Not all Disney films are created equal. For every Lion King made, there’s a Home on the range that is just waiting to be released and leave audiences scatching their heads in befuddlement. You could argue that the Disney films from the late 1980s through to the mid 1990s showcased the best that the studio had to offer in 2D animation.
But the late 1990s and early first few years of the 2000s are played host to some of the most experimental films from the Disney vault. And when it came to telling the tale of Atlantis, Disney deviated pretty far from their usual formula. And what a blast it was.
1914: Milo Thatch, grandson of the great Thaddeus Thatch works in the boiler room of a museum. He knows that Atlantis was real, and he can get there if he has the mysterious Shephards journal, which can guide him to Atlantis. But he needs someone to fund a voyage.
His employer thinks he’s dotty, and refuses to fund any crazy idea. He returns home to his apartment and finds a woman there. She takes him to Preston B. Whitmore, an old friend of his Grandfathers. He gives him the shepherds journal, a submarine and a 5 star crew. They travel through the Atlantic ocean, face a large lobster called the Leviathan, and finally get to Atlantis. But does the Atlantis crew have a lust for discovery, or something else?
Just from a technical standpoint, Atlantis is a magnificent film. There is not a single scene present here that would bore your eyes. Everything, everything has motion here. Something as simple as drinking a glass of wine to doing yoga is just so beautifully animated in Atlantis. And it goes beyond that. I loved the core designs in this film, how wildly different the surface world was to the sunken city paradise of a civilization that once ruled the world. And when those concepts got applied to the characters, the results were astounding.
I don’t think Atlantis had a single character that felt out of place. You had Michael J Fox bringing a manic intensity and energy to his role as Milo Thatch, that shone through in the animation. James Garner was effortlessly charming and lethal as Rourke, a mercenary with plans of his own. And you can see that that smarmy attitude in the way he moves and acts in the film. I could go on about how Phil Morris probably never had an off switch when he portrayed doctor Joshua Strongbear Sweet, or how I Cree Summer won me over as the young at heart and intimidating Kida. This is a film which cast each and every single role perfectly, and it’s a pity that the late Jim Varney never got to see it before he passed away from lung cancer.

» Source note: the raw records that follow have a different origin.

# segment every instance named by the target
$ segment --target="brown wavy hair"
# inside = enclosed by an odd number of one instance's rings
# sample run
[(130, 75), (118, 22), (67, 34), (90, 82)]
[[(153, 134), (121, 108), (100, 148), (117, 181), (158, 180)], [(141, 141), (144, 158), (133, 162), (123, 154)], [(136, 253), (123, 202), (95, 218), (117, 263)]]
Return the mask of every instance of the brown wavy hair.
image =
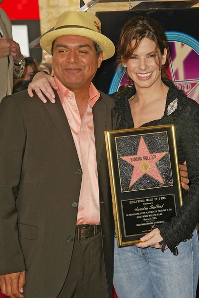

But it’s also not your average Disney film. It breaks away from the setup of previous films, and tells a great story first, one that doesn’t need musical numbers. It’s either action or story, and this works wonderfully in its favour. It’s also one of the more intense films amde by the company, with people dying constantly and comeuppances being brutal at time. This ain’t your average kids film, and there’s more than enough content to keep adults in line.
I can’t believe that this movie bombed at the box office when it first came out. It oozes charm, is sueprbly animated and just sparkles from the all the development and research that was sunk into it. It’s one film that deserves to be raised from the depths of the ocean floor of history.